By contrast, the European Union has a comprehensive privacy framework, the EU Data Protection Directive. Each member state has its own unique law implementing the Directive. The most notable thing about the EU Directive and member state laws for purposes of cloud computing is this -- in the absence of specific compliance mechanisms, the EU prohibits (yes, you read correctly, prohibits) the transfer of personal information of EU residents out of the EU to the US and the vast majority of countries around the world.
What does this mean for cloud computing? If you want to put data in the cloud that includes personal information of EU residents (and that might be something as simple as an email address or employment information), and the data will flow from the EU to almost anywhere in the world, you cannot simple throw the data in the cloud and hope for the best. You need to have, at a minimum, one or more of the following:
- International Safe Harbor Certification (which allows data transfer from the EU to the US, but not from the EU to other countries);
- model contracts (which allow data transfer from the EU to non-US countries, but do not always work well with multi-tiered vendor relationships); or
- Binding Corporate Rules (which are designed for a multinational company and therefore may not function well for cloud provider relationships).

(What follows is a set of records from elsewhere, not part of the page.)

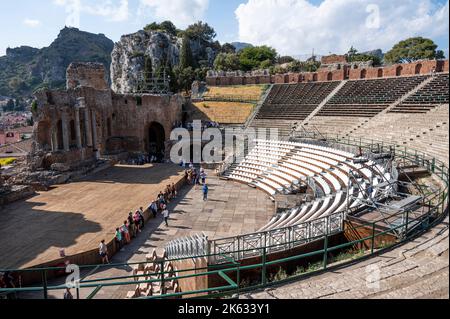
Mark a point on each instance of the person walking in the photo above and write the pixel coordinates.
(119, 238)
(141, 217)
(154, 209)
(205, 192)
(68, 295)
(131, 227)
(137, 222)
(165, 213)
(126, 232)
(103, 251)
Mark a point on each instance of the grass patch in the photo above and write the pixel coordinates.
(7, 161)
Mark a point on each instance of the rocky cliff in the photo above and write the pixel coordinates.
(26, 69)
(158, 49)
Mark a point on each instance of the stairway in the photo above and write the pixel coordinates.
(391, 107)
(325, 101)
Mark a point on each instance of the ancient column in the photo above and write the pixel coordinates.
(65, 129)
(54, 141)
(87, 127)
(94, 130)
(77, 127)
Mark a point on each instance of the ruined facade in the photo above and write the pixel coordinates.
(76, 126)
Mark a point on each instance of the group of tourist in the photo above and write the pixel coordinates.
(135, 222)
(196, 177)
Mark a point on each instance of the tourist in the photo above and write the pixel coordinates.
(165, 213)
(205, 192)
(141, 216)
(154, 208)
(119, 238)
(203, 176)
(68, 295)
(126, 232)
(131, 227)
(137, 222)
(174, 191)
(103, 251)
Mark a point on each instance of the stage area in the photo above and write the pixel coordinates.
(77, 216)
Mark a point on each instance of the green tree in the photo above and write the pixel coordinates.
(148, 68)
(201, 31)
(9, 107)
(226, 62)
(228, 48)
(440, 55)
(252, 57)
(411, 50)
(285, 59)
(165, 26)
(186, 59)
(185, 77)
(169, 28)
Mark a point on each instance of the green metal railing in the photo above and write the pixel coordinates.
(435, 210)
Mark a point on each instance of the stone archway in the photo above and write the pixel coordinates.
(363, 73)
(380, 72)
(330, 76)
(155, 140)
(418, 68)
(44, 135)
(59, 136)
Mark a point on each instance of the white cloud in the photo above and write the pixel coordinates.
(180, 12)
(32, 23)
(297, 26)
(112, 10)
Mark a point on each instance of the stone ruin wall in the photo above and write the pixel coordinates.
(73, 127)
(346, 72)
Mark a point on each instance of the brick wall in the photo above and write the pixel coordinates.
(420, 67)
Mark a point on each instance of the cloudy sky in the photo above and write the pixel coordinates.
(294, 27)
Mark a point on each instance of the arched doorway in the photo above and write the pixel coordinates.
(418, 68)
(363, 73)
(156, 139)
(330, 76)
(109, 127)
(380, 73)
(59, 135)
(44, 135)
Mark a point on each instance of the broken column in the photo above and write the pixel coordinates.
(65, 131)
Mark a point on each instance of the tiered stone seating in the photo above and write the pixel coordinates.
(426, 132)
(367, 98)
(335, 125)
(152, 271)
(433, 94)
(295, 101)
(275, 167)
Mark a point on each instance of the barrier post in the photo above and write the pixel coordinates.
(44, 283)
(373, 239)
(325, 253)
(407, 223)
(264, 269)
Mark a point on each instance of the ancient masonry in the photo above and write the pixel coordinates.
(88, 120)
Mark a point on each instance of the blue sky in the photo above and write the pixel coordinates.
(291, 26)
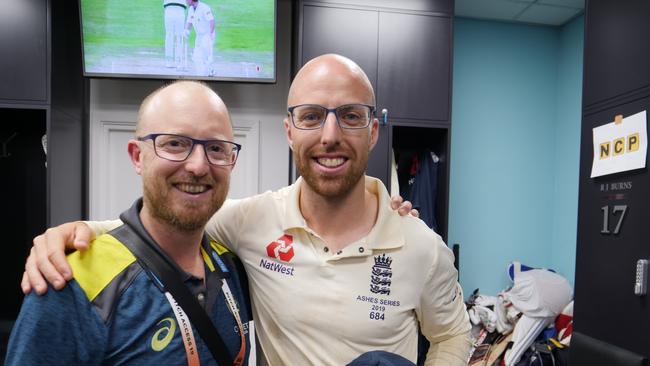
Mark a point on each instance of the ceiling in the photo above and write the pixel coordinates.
(545, 12)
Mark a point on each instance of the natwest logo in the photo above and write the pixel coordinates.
(281, 248)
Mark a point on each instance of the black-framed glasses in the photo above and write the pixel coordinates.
(348, 116)
(178, 148)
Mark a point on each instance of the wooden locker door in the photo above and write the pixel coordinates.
(613, 233)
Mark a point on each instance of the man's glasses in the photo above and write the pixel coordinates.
(348, 116)
(178, 148)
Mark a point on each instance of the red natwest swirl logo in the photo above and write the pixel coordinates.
(281, 248)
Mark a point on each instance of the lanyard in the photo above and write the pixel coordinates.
(186, 331)
(184, 323)
(232, 305)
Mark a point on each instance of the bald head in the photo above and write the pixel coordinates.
(327, 72)
(182, 97)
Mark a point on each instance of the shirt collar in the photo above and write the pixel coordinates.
(385, 234)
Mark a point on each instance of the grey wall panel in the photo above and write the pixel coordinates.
(422, 44)
(322, 30)
(23, 41)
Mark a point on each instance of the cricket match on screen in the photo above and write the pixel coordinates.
(206, 39)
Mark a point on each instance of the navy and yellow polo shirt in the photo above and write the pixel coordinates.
(113, 313)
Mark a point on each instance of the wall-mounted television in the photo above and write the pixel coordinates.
(233, 40)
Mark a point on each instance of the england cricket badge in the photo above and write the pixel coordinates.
(381, 275)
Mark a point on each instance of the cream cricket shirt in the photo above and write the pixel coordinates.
(315, 307)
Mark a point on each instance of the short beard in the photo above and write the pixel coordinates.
(158, 204)
(328, 187)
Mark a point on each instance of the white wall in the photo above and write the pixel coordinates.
(118, 100)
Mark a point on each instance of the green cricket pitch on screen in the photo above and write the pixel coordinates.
(128, 39)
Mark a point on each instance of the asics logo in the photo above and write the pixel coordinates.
(163, 335)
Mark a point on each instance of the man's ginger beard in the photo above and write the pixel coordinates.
(325, 185)
(190, 216)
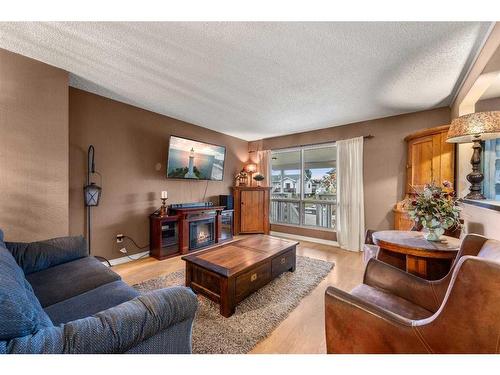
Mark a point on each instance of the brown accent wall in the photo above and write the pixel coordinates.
(33, 149)
(384, 156)
(131, 147)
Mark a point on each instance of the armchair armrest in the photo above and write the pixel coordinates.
(357, 326)
(37, 256)
(402, 284)
(115, 330)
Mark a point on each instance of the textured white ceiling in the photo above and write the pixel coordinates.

So what, what does this tell us? All of the stakeholders within an organization should be part of the cloud discussion and due diligence -- IT, legal, information security, and all of the relevant business groups. And those stakeholders, in investigating a potential cloud relationship and in negotiating the terms of a relationship with a cloud provider, should consider and pose the following questions internally and to the vendor long before any contract is signed:
- What kind of data will be in the cloud?
- Where do the data subjects reside?
- Where will the data be stored?
- Where are the servers?
- Will the data be transferred to other locations and, if so, when and where?
- Can certain types of data be restricted to particular geographic areas?
- What is our compliance plan for cross-border data transfers?
Is that the end of the inquiry? No, it is just the tip of the iceberg, but it is a good start.